幸せに永遠なんて存在しない。そのことを、私は幸せなうちに気づいてしまった。ああ、どうせ終わるというのなら――
―――
無機質な電子音が聞こえて、私は飛び起きた。ここは私の部屋。今のは、夢。飛び起きた反応で脳の縁が陽炎のように揺らめく。
こんな夢を、最近は毎日のように見る。私が「ペキカセット」を去った一カ月前のあの日からだ。あの日、ペルプ達四人は、私に関する記憶を全て失った。それだけではない、世界中の誰もが私のことを忘れている――私の「知り合い」ただ一人を除いて。驚きはない。そうなるように私が仕向けたのだから。永遠には続かない幸せに、自分で終止符を打ったのだ。

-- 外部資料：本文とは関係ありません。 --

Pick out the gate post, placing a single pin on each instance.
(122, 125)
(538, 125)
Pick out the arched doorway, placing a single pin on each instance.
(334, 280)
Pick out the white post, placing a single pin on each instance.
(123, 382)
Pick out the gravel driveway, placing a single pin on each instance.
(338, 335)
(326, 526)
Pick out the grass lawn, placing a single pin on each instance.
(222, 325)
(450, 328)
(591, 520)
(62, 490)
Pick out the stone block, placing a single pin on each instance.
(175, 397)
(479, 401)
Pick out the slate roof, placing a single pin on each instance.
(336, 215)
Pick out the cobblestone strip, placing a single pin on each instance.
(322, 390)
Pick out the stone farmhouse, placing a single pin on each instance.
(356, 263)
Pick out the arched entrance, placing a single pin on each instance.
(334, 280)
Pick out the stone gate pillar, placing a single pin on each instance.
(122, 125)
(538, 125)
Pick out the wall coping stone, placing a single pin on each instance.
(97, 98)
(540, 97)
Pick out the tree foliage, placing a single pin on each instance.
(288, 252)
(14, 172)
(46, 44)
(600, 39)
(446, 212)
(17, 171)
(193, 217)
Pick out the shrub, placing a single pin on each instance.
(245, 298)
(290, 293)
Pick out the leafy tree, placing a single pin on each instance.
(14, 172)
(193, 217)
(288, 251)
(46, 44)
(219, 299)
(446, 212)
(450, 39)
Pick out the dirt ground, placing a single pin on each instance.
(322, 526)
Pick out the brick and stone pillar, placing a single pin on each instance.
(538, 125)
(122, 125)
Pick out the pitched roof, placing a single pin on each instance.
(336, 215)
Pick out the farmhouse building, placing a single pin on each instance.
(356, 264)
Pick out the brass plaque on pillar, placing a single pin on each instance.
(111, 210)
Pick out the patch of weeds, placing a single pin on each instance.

電子音は繰り返される。今日の音は「エム」だ。つまり、ミーティングがある。
私の部屋は狭い。ダンボール四箱を二段積み上げたくらいの大きさだ。ベッドから身体だけを起こし、まず真上の収納を開ける。普段着が私の腹上に落ちてくる。その中から黒色の上着を引っ張り出す。私の変身バッジは内側にピンで止まっている。無くしたら面倒だ。
時間をかけて着替え終えた頃に、また音が鳴り始めた。夢のせいで憂鬱になってしまった。もう一度寝てしまおうか。ダメだ。行動をしなけらば、何も起こらない。気を奮い立たせ、壁のボタンを押し、床下に収納されていた梯子を下ろす。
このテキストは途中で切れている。